According to the Bible, God is sovereign and humans are also responsible. Of course, we cannot grasp both ideas simultaneously any more than we can view all sides of a globe at the same time. But it doesn't really matter that we can't resolve the tension because we are not God and he has not given us that responsibility. (Click here to see a brief Power Point presentation illustrating how two realities that seem irreconcilable to us may be perfectly unified to God.)
Divine sovereignty is not fatalism -- we can say more than "que sera sera" ("what will be, will be"). Yet knowing that God is ultimately in charge of the universe gives great comfort, peace, joy and assurance to those who entrust themselves to him and abandon themselves to his care. Nothing can happen that is beyond God's final control; even our bad choices are not the last word. Paul tells us in Romans 8:28 that God works everything together (literally, "synergizes" it all) for the final good of those who love him (human responsibility) and are called in keeping with God's purpose (divine sovereignty). Paul unpacks that truth from eternity to eternity in the next few verses, then concludes with the rhetorical question: "If God is for us, who can be against us?" (Rom. 8:31).

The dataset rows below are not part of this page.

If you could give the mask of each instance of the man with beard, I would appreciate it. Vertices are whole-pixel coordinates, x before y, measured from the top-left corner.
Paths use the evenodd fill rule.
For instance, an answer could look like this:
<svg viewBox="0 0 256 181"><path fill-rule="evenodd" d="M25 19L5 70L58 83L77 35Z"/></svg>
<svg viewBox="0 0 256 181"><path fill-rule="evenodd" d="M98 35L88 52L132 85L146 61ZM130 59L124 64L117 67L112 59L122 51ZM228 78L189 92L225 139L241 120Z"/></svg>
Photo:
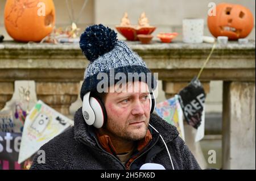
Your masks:
<svg viewBox="0 0 256 181"><path fill-rule="evenodd" d="M102 24L88 27L80 45L90 61L82 106L74 126L40 148L46 163L36 155L31 169L134 170L151 163L200 169L176 128L153 113L156 81L142 59Z"/></svg>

According to Jesus, prayer does affect God, who sometimes does things because of prayer that he would not do without it (Lk. 18:1-8). Finally, we rest in the confidence that while we encounter the same problems, adversities and ills that affect unbelievers, we face them with the knowledge that we are in the hands of a God who loves us, who has all power, and who finally will make right all that has ever gone wrong in this broken and finite world.